Les rumeurs de réintégration de Trump à un moment donné en août sont alimentées par des politiciens républicains d’extrême droite et leurs alliés, comme le PDG de MyPillow, Mike Lindell. Ce dernier a récemment accueilli des dizaines de responsables du Parti républicain pour un «Cyber Symposium» de trois jours, qui a fait la promotion du mensonge selon lequel le Parti communiste chinois aurait «changé» des votes Trump en votes Joe Biden via Internet.

Un exemple de la relation symbiotique entre le Parti républicain et les milices fascistes s’est produit samedi à Los Angeles. Sous le regard de la police de la ville, des centaines de partisans de Trump, dont des dizaines de Proud Boys fascistes, se sont rassemblés à l’hôtel de ville contre les obligations de port de masque et ont agressé des contre-manifestants et des journalistes.

Le rassemblement d'extrême droite comportait des pancartes et des t-shirts dénonçant les vaccins, la Chine, le gouverneur Gavin Newsom, le socialisme, les Antifa et les masques, ainsi que des versets bibliques chrétiens et des déclarations selon lesquelles «Jésus est roi» et «Son sang est mon vaccin». Les intervenants fascistes ont ouvertement appelé à la violence contre leurs opposants.
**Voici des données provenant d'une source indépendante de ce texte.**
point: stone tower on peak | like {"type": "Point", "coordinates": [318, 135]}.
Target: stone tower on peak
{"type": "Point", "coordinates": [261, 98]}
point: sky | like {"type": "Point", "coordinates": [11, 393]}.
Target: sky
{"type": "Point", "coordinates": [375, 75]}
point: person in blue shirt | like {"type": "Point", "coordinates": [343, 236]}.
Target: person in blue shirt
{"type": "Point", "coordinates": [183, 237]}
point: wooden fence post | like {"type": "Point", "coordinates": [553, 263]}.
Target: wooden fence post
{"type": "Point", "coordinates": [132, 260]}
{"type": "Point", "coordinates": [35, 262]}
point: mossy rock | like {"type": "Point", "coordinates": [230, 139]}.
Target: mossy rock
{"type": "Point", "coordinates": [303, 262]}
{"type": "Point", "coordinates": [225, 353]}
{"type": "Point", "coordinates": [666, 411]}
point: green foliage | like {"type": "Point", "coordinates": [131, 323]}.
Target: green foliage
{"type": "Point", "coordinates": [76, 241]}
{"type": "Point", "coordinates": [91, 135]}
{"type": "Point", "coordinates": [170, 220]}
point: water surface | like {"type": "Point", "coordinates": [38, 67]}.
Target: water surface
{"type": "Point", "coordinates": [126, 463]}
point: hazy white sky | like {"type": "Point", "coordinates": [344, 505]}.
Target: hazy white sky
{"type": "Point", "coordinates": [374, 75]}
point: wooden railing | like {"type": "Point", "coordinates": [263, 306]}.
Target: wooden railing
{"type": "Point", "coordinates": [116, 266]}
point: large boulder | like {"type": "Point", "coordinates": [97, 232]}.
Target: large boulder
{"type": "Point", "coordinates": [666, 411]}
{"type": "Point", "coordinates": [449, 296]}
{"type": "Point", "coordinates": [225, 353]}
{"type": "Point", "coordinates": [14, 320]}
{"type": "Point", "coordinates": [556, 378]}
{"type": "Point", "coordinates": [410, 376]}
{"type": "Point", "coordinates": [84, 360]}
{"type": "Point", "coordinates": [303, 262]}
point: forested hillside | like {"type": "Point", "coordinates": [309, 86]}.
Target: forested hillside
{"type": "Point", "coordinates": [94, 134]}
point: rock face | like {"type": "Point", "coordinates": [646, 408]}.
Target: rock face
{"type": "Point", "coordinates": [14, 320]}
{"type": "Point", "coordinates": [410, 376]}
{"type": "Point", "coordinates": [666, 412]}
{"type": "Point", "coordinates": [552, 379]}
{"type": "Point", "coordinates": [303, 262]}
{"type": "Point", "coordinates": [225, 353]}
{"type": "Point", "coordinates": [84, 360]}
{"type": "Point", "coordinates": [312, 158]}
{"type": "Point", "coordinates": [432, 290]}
Au moins une personne a été poignardée lors de l’événement, mais le département de police de Los Angeles (LAPD) a annoncé qu’il n’y avait eu aucune arrestation. Sur Instagram, le LAPD a omis la présence des dizaines de Proud Boys. Au lieu de cela, elle a écrit que ses agents étaient «sur place pour maintenir l’ordre après qu’une bagarre a éclaté entre Antifa et des personnes rassemblées pour l’événement autorisé».
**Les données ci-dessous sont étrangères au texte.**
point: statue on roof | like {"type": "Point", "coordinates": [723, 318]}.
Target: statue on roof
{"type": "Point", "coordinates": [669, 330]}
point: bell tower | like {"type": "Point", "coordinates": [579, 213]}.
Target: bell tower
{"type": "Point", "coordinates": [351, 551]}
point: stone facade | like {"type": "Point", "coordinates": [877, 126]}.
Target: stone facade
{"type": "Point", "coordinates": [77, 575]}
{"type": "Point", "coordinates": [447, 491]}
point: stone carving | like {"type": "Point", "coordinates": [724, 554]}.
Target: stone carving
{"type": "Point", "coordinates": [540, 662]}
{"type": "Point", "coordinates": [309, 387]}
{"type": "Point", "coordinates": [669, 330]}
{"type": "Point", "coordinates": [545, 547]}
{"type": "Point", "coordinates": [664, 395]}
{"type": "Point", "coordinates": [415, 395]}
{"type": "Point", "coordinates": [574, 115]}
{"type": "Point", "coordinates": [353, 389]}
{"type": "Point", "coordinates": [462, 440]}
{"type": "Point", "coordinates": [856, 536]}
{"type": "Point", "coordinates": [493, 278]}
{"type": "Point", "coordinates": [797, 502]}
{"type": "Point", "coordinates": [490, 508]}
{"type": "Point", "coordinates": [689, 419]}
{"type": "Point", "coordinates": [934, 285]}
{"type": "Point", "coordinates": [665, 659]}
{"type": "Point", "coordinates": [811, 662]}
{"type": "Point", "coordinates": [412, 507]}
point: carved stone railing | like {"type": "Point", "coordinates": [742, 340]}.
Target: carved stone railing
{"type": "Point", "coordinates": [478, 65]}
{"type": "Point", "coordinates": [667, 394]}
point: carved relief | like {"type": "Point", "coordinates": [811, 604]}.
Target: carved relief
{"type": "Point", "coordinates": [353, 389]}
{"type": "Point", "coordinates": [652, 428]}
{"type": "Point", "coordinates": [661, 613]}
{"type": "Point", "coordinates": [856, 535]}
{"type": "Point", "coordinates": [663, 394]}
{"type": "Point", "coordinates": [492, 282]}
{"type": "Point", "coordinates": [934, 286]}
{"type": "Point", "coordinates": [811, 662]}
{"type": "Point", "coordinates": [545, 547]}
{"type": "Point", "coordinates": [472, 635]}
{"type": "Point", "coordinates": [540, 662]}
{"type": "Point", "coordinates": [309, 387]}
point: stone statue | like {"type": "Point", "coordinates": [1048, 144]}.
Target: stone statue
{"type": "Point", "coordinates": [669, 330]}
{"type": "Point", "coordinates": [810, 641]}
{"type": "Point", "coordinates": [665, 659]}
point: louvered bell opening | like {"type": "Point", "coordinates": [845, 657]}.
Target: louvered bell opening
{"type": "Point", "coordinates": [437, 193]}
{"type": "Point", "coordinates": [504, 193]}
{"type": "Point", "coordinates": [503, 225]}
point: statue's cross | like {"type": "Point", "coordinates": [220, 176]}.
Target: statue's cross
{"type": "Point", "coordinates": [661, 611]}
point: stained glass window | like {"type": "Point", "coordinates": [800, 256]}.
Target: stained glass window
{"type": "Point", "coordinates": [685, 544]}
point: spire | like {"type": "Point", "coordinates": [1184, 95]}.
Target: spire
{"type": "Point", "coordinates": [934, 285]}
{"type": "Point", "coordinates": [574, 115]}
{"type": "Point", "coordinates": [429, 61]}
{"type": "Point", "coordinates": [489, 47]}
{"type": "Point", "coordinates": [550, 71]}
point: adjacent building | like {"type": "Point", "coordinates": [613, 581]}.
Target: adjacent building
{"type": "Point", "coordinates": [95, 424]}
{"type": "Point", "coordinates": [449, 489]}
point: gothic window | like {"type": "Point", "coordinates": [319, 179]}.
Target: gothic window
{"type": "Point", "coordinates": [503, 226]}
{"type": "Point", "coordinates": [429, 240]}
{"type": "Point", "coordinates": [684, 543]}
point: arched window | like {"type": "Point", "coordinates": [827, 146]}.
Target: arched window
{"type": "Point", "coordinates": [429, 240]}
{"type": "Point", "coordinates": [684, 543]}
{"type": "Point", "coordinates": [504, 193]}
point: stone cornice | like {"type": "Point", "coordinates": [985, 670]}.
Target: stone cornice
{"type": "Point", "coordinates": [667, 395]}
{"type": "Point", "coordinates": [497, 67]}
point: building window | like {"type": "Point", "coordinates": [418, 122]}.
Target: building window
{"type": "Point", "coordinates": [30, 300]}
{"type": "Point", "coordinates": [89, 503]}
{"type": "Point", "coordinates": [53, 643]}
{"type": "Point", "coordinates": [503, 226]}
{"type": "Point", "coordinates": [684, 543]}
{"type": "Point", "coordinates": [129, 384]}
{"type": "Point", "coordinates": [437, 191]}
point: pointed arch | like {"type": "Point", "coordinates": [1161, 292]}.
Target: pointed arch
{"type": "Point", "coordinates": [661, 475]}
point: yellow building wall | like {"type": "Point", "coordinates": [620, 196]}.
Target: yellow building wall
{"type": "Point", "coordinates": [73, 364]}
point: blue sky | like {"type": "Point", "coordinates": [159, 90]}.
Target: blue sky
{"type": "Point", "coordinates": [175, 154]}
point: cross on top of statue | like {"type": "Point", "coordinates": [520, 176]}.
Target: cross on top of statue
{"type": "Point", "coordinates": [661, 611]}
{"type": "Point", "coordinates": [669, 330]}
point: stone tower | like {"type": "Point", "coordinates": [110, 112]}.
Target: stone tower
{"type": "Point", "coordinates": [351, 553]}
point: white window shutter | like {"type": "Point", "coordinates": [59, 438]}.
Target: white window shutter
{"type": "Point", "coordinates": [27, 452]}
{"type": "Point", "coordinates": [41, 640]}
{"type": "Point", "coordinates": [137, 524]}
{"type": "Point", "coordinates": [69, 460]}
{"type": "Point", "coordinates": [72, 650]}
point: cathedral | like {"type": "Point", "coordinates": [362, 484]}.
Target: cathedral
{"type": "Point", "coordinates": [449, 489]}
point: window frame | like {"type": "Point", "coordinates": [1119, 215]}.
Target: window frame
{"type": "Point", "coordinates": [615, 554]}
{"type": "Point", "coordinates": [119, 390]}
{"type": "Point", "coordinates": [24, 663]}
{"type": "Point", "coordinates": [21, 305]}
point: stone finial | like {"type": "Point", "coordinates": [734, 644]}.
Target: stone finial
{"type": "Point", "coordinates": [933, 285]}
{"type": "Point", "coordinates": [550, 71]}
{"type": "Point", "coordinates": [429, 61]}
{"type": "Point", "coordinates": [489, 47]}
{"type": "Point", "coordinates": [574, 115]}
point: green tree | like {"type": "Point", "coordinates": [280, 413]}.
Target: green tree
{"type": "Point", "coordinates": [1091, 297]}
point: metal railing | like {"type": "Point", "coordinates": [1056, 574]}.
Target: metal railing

Un événement similaire a eu lieu la semaine dernière à Portland, où la police a permis à des manifestants d’extrême droite pro-Trump d’attaquer des contre-manifestants. Parmi les manifestants d’extrême droite figuraient des personnes qui ont participé à la prise d’assaut du Capitole américain le 6 janvier.

Un fasciste identifié à la fois lors de la tentative de coup d’État du 6 janvier et de la manifestation de LA, ainsi que lors de l’émeute des Proud Boy devant le Wi Spa de Los Angeles le mois dernier, est Tony Moon. Ce dernier a admis qu’il était présent dans l’enceinte du Capitole le 6 janvier et de nombreuses photos le montrent en train d’agresser des journalistes samedi dernier, mais il n’a pas encore été arrêté ou inculpé.